How a TPMS sensor works
Most of the time, the TPMS sensor is in sleep mode. If the vehicle isn’t moving, the transmitter sends a signal once each hour. It wakes up when the vehicle is in motion and sensor a brief report to the TPMS receiver every 30 to 60 seconds once the vehicle reaches 15-20 MPH.
Why TPMS is required
Low tire pressure increases rolling resistance which decreases fuel mileage. Worse yet, low tire pressure causes excessive tread and sidewall flex which increases heat buildup. Heat buildup dramatically reduces the life of the rubber and internal belts and can cause premature and sudden tire failure. Studies show that nearly 250,000 accidents every year are caused by underinflated tires and that 75% of all roadside flats are preceded by a slow leak and under-inflation.
How to reset a TPMS sensor
If a tire is low and you’ve received a dashboard notice, simply fill the tire with air and drive the vehicle. After a while, the sensor should report to the receiver and the warning light should go out. If it doesn’t refer to your owner’s manual for instructions on how to perform a manual reset.

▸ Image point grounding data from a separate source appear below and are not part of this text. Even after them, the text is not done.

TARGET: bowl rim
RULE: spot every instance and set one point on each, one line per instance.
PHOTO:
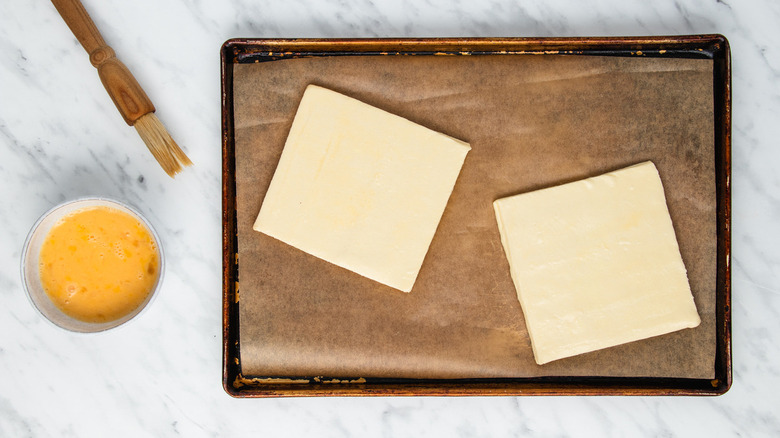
(104, 326)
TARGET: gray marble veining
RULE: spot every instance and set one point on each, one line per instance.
(60, 138)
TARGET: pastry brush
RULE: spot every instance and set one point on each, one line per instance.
(129, 98)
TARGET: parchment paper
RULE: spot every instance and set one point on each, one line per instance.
(532, 122)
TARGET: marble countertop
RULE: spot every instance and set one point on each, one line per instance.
(160, 375)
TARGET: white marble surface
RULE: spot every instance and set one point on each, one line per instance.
(61, 138)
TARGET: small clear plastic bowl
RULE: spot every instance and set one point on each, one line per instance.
(31, 271)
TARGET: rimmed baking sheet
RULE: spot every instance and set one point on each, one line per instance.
(537, 113)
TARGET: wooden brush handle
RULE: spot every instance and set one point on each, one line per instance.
(129, 98)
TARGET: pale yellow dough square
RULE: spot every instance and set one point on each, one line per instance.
(596, 263)
(361, 188)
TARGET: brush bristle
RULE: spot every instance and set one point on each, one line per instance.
(161, 145)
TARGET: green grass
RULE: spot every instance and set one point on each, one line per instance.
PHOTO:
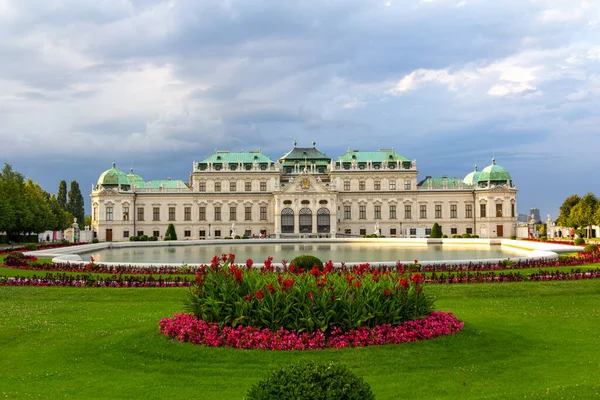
(530, 339)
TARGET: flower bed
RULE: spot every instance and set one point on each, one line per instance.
(186, 328)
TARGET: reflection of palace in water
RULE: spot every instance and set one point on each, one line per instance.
(304, 193)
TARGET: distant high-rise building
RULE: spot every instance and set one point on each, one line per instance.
(536, 215)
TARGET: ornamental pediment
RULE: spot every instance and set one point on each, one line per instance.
(304, 183)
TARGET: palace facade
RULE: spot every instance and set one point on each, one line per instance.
(304, 193)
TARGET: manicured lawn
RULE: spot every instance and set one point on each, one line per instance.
(530, 339)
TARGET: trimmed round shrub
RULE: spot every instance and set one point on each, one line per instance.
(307, 262)
(311, 381)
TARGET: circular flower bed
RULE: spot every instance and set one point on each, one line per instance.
(233, 306)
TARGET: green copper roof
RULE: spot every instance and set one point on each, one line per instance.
(374, 156)
(135, 180)
(494, 172)
(167, 184)
(113, 177)
(472, 178)
(222, 156)
(298, 154)
(440, 182)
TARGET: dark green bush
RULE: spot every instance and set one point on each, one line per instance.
(306, 261)
(171, 234)
(436, 231)
(31, 246)
(311, 381)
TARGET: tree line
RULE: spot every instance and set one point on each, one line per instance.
(580, 213)
(26, 208)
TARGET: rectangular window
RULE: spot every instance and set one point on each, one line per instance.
(347, 212)
(362, 212)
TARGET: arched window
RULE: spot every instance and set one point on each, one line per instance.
(287, 220)
(323, 220)
(305, 220)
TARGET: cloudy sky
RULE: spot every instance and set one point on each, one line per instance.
(158, 84)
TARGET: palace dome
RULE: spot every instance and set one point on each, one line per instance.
(495, 174)
(135, 180)
(472, 177)
(113, 177)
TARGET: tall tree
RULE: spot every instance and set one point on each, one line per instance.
(13, 210)
(75, 203)
(565, 210)
(62, 195)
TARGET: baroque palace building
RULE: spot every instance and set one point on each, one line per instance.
(304, 193)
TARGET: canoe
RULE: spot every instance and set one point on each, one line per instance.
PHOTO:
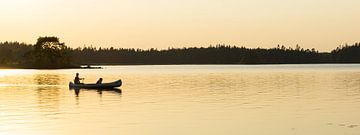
(111, 85)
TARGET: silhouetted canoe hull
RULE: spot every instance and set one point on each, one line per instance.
(111, 85)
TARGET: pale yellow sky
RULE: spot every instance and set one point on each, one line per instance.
(322, 24)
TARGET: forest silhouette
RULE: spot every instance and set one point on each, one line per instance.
(49, 52)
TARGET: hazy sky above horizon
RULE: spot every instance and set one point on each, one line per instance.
(320, 24)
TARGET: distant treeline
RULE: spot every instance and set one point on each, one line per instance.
(219, 54)
(14, 53)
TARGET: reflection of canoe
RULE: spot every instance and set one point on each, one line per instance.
(96, 86)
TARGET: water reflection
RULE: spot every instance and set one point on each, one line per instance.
(47, 79)
(48, 96)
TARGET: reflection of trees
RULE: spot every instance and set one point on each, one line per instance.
(47, 79)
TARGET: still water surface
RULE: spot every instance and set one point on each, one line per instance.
(186, 99)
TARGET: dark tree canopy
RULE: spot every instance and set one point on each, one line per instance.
(49, 52)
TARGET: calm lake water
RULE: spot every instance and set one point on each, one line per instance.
(185, 99)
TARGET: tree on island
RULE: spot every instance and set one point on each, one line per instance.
(49, 52)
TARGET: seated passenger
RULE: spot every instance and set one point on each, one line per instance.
(77, 79)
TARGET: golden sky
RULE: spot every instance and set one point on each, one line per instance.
(322, 24)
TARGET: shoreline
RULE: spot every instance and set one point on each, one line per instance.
(100, 66)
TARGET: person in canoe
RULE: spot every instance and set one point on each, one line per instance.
(99, 81)
(77, 79)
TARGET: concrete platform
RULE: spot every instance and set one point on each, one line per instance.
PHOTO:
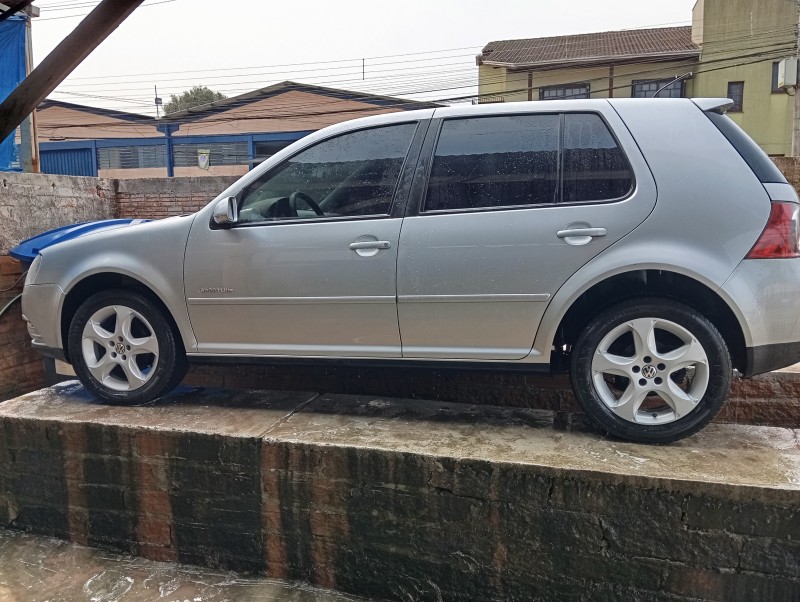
(406, 499)
(35, 568)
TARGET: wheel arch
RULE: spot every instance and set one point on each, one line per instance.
(94, 283)
(654, 283)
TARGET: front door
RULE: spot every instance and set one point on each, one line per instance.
(514, 205)
(310, 267)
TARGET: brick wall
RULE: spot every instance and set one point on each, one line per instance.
(33, 203)
(401, 504)
(155, 198)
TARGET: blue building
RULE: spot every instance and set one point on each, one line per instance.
(233, 133)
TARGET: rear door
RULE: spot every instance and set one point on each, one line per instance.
(512, 206)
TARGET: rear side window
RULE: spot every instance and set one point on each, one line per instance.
(595, 169)
(759, 162)
(495, 162)
(519, 160)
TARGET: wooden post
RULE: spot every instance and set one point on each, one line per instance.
(87, 36)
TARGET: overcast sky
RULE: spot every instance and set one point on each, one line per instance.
(417, 48)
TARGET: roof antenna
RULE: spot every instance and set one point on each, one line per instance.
(669, 83)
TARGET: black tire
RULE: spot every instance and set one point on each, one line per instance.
(149, 375)
(593, 386)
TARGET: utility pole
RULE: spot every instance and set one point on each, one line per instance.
(28, 133)
(87, 36)
(796, 120)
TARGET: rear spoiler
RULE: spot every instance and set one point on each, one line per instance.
(713, 105)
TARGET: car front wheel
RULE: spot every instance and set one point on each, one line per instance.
(123, 349)
(650, 370)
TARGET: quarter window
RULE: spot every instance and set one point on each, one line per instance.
(595, 169)
(354, 174)
(523, 160)
(495, 162)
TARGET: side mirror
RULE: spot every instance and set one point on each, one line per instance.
(226, 212)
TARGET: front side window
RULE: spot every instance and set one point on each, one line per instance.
(495, 162)
(351, 175)
(646, 89)
(736, 94)
(566, 91)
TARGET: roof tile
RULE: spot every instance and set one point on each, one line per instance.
(607, 44)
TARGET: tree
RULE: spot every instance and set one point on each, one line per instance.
(198, 95)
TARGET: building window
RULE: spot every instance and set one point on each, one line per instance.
(646, 88)
(565, 91)
(222, 153)
(736, 94)
(775, 87)
(132, 157)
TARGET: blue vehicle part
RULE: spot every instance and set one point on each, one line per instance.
(27, 250)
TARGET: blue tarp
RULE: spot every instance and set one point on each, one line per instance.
(12, 71)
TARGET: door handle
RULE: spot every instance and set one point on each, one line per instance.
(370, 244)
(591, 232)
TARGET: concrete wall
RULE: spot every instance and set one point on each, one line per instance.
(741, 40)
(33, 203)
(406, 500)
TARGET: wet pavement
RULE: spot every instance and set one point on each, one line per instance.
(43, 569)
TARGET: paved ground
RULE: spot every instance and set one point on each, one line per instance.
(43, 569)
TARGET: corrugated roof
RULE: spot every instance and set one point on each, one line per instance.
(612, 45)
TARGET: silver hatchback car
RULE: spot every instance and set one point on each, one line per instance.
(649, 247)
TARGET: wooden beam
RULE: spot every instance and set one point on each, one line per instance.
(57, 65)
(31, 11)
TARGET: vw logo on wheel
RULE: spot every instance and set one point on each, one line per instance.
(649, 371)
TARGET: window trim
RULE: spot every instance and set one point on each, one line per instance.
(584, 84)
(431, 155)
(317, 220)
(734, 108)
(774, 81)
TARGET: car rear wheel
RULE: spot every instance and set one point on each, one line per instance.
(651, 371)
(123, 349)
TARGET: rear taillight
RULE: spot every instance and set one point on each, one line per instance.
(779, 238)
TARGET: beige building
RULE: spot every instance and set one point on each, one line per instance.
(732, 49)
(596, 65)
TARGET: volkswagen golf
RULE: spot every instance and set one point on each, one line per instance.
(646, 246)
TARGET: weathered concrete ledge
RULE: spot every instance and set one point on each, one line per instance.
(771, 399)
(408, 500)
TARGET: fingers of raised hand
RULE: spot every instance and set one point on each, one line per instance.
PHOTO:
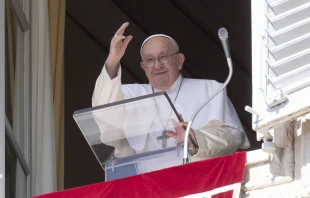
(122, 29)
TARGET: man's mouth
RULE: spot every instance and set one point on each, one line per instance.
(159, 73)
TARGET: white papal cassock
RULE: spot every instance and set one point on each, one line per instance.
(217, 127)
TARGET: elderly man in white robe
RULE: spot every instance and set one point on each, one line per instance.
(216, 130)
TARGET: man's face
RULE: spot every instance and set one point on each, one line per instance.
(161, 76)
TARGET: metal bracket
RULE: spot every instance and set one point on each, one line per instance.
(274, 100)
(113, 165)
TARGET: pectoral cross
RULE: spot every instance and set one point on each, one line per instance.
(164, 138)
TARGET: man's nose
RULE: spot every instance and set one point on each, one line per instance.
(157, 64)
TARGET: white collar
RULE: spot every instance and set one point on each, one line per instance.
(175, 85)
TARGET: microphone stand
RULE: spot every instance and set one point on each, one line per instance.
(230, 66)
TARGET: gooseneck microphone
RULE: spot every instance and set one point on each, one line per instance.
(223, 35)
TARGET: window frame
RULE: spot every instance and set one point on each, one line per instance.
(288, 106)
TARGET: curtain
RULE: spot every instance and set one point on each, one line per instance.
(57, 30)
(43, 135)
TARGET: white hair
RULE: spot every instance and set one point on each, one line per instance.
(159, 35)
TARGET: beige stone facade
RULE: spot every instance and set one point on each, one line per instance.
(286, 172)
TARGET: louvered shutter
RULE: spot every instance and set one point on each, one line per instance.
(280, 61)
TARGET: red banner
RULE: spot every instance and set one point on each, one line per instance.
(218, 176)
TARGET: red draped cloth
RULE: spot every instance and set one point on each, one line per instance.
(178, 181)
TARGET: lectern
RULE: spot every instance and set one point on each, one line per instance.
(129, 137)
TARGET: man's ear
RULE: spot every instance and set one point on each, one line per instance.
(181, 59)
(142, 66)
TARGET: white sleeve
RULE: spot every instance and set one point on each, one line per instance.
(107, 90)
(214, 140)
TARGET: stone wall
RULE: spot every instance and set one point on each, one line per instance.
(285, 173)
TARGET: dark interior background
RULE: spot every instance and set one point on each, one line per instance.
(91, 24)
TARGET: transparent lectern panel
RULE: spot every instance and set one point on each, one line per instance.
(130, 127)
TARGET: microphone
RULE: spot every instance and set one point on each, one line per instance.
(223, 35)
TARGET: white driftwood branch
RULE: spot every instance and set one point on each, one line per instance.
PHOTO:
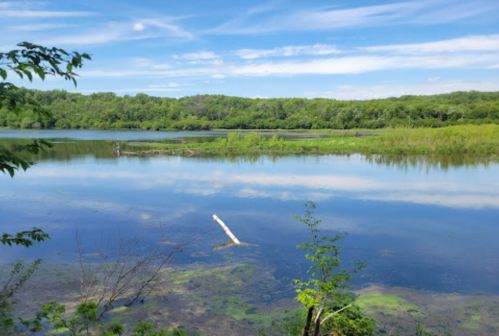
(336, 312)
(226, 229)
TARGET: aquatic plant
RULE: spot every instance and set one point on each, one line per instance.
(470, 139)
(329, 306)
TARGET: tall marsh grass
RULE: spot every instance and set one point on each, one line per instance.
(458, 139)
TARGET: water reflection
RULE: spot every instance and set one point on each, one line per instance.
(436, 216)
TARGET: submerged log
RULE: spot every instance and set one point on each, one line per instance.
(226, 229)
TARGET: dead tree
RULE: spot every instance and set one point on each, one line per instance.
(128, 270)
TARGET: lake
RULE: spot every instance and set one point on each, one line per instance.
(427, 225)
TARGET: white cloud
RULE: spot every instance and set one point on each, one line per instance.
(23, 9)
(148, 89)
(468, 43)
(166, 26)
(434, 79)
(40, 26)
(363, 64)
(172, 84)
(122, 31)
(412, 12)
(354, 92)
(317, 49)
(323, 66)
(201, 55)
(139, 26)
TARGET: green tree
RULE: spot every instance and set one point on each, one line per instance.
(29, 61)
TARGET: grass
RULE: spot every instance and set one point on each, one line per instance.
(472, 139)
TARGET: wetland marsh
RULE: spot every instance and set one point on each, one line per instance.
(427, 224)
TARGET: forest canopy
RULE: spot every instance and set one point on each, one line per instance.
(204, 112)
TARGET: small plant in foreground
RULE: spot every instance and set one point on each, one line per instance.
(330, 307)
(85, 322)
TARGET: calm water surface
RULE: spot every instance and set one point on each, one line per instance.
(421, 222)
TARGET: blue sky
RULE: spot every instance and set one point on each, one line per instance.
(333, 49)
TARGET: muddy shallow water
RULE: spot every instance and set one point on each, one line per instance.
(427, 226)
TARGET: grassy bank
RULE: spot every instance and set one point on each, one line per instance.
(472, 139)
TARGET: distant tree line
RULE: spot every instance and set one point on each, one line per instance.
(204, 112)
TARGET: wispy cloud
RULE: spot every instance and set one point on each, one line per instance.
(317, 49)
(123, 31)
(40, 26)
(434, 79)
(348, 92)
(323, 66)
(25, 9)
(200, 55)
(410, 12)
(148, 89)
(468, 43)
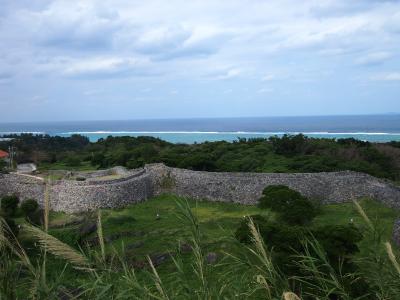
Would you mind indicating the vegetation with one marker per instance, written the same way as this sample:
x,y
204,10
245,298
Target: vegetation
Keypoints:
x,y
291,207
133,254
286,154
28,207
9,205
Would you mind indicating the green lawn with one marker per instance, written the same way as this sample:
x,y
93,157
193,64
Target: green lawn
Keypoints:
x,y
140,226
142,233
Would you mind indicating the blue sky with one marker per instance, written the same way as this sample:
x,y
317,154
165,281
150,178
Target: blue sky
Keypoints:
x,y
114,59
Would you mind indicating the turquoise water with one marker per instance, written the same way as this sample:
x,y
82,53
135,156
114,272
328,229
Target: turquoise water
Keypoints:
x,y
374,128
199,137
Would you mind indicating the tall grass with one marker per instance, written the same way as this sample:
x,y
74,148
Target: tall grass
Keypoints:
x,y
245,272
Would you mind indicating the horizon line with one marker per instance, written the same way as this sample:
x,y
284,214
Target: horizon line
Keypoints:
x,y
206,118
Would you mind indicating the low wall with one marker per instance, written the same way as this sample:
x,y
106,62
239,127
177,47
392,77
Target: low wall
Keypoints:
x,y
246,188
77,196
23,186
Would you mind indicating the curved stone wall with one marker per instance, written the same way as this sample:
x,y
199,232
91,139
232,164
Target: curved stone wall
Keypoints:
x,y
23,186
76,196
246,188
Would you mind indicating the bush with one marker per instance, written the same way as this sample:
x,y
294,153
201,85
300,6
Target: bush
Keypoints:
x,y
289,145
13,227
9,205
73,161
29,206
242,233
97,159
292,207
339,241
36,217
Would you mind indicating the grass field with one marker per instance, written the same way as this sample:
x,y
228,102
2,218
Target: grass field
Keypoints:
x,y
155,228
142,231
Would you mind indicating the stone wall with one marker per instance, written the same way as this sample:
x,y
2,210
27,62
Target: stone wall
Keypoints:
x,y
76,196
23,186
246,188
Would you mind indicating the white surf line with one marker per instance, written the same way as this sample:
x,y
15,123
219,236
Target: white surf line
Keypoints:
x,y
27,175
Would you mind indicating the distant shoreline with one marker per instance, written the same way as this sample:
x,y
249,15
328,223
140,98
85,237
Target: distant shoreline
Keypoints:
x,y
373,128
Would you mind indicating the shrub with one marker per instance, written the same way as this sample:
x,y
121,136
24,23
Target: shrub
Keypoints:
x,y
36,217
289,145
120,220
13,227
339,241
97,159
29,206
242,233
9,205
73,161
292,207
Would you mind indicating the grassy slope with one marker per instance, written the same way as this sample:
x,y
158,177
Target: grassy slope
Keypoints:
x,y
218,222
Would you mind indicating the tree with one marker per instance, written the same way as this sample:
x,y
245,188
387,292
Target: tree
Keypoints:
x,y
9,205
291,206
73,161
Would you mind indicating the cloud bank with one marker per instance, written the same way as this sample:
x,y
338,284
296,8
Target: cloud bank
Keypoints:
x,y
274,58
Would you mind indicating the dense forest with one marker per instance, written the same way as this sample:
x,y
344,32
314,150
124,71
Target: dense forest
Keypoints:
x,y
290,153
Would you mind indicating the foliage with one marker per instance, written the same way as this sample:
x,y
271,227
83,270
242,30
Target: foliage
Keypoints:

Be aware that some carmakers install TPMS sensors on the spare tire. So, if you’ve filled your four driving tires and still have a TPMS light on, double-check the pressure in the spare tire before assuming you’ve got a problem.
The most common problem with TPMS light on condition is a change in ambient temperature. Tires must be checked and filled when the tire is cold. If you drive the vehicle and fill the tires when they’re warm, the pressure will drop as the tire cools and that can cause a TPMS light on condition. Generally, you’ll see a 1-psi drop in tire pressure for every 10° F drop in ambient temperature. So you’ll see the TPMS light come on more in late Fall as the outside temperatures drop and internal tire pressure drops along with the outside temperature.
Other things to know about TPMS sensors
On some vehicles, the metal valve stem cap is part of the radio antenna. If you lose the cap, the TPMS sensor may lose contact with the receiver.
Early sensors were made with different metals, which was a huge mistake on the part of the carmakers. As a result, galvanic corrosion can set it and eat away at the metal portions of the valve stem. If you try to remove the metal cap, you can actually break off the valve stem. That’s why many shop warn you they won’t be responsible for broken TPMS sensors.
Battery life is 7-10 years and the battery is not replaceable. When the battery fails, you must replace the entire TPMS sensor.
You do not need to go to the dealer for a new TPMS sensor. Any tire shop can replace and program a TPMS sensor for far less than a dealer.
Shops are prohibited by law from disabling a TPMS system. Don’t ask them to disable your TPMS system.